Adopting a risk mitigation approach, two security issues are initially addressed. First, the problem of controlling the recovery time from epidemic spreads (i.e. viruses and worms) by applying resources to strengthen vulnerable sites and links is analyzed for network topologies. This problem is formulated as an eigenvalue control one which allows construction of scalable distributed algorithms via convex optimization. Second, patching management of software vulnerabilities is studied in data center environments. Unlike pre-existing literature that attempts to optimize defense against an active attack, the objective, here, is to find patching policies that minimize the service disruption cost from both maintenance operations and exploitation threats using a Dynamic Programming (DP) framework.
The focus is then placed on power/cost aware management of individual switching components. Well established scheduling algorithms are redesigned to gracefully balance the trade-off between power and packet delay in input queued (IQ) switches, in a way that maintains their ability to achieve maximal throughput.

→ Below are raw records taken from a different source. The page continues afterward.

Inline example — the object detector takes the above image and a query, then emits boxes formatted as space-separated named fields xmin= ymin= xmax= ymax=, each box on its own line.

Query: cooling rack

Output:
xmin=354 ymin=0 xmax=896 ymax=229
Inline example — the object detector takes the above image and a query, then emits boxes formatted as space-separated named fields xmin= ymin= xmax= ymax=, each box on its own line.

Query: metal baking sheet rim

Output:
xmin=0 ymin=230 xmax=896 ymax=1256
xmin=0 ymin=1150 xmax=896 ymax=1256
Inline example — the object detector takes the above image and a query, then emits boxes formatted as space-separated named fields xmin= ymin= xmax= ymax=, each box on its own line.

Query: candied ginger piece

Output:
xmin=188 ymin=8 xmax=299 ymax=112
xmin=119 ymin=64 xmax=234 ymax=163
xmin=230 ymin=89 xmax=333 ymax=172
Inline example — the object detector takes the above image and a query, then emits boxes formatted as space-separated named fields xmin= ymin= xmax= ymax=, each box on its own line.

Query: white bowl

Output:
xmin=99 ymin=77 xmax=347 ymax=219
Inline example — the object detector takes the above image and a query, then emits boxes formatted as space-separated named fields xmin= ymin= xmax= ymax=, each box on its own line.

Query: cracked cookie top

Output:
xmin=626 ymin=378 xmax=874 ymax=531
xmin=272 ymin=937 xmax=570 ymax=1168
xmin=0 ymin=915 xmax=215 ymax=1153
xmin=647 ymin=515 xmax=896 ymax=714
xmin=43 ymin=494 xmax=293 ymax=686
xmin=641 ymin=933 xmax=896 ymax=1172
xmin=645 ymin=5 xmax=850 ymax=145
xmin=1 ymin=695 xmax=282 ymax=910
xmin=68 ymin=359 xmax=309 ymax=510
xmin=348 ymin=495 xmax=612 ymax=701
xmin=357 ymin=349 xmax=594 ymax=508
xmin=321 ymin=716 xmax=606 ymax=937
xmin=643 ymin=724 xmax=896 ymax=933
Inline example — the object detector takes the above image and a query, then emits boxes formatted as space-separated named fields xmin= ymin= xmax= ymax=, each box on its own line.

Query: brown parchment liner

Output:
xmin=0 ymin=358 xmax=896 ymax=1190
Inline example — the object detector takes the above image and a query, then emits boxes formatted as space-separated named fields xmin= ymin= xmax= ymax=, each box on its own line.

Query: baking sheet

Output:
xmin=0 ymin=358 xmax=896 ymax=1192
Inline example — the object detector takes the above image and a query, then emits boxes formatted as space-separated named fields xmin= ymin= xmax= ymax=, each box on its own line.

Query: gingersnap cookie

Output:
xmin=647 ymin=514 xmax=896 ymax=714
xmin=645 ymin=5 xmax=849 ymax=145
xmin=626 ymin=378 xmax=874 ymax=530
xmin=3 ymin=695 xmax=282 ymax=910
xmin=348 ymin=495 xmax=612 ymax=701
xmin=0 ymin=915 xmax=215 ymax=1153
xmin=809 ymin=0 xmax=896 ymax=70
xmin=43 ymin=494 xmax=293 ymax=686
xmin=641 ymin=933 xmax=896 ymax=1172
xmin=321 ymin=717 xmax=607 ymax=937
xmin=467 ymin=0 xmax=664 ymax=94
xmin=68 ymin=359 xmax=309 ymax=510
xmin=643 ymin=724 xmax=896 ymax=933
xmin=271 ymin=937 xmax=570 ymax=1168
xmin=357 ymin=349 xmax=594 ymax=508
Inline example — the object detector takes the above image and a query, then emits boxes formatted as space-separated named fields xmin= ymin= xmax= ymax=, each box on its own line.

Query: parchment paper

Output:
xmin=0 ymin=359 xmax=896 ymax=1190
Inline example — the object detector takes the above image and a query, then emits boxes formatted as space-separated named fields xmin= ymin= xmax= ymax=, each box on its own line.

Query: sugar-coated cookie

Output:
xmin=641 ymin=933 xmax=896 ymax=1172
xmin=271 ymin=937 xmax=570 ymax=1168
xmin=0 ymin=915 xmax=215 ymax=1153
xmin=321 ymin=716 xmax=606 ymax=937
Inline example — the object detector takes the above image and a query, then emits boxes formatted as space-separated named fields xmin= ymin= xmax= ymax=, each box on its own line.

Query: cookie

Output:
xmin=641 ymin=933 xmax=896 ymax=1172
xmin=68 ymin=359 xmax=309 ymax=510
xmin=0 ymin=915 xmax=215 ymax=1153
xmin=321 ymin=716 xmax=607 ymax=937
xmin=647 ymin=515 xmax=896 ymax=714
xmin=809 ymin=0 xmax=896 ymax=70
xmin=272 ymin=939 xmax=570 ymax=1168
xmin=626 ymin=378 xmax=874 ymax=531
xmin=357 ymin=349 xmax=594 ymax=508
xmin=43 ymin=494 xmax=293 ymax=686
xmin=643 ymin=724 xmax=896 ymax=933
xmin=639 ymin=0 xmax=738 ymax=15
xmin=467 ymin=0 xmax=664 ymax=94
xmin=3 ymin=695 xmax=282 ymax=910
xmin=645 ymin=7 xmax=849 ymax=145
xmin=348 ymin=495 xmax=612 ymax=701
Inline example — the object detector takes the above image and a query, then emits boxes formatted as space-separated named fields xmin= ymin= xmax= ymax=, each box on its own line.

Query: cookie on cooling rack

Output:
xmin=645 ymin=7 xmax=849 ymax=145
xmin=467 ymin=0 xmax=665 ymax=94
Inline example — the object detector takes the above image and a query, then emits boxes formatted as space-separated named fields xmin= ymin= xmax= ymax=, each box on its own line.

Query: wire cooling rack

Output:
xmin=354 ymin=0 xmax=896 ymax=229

Additionally, after extending long withstanding queueing results, it is proven that power/cost efficient controls need not lack this ability in general queueing/switching service structures (QSSSs) by showing that "low workload" decisions are insignificant stability-wise.
Finally, the problem of online outsourcing of execution capacity in computing and data storage services is tackled. Leveraging from the fact that such services only recently became available online and utilizing a DP formulation, the cost and risk of the supported operations is dynamically optimized. A case study in data storage services validates the findings.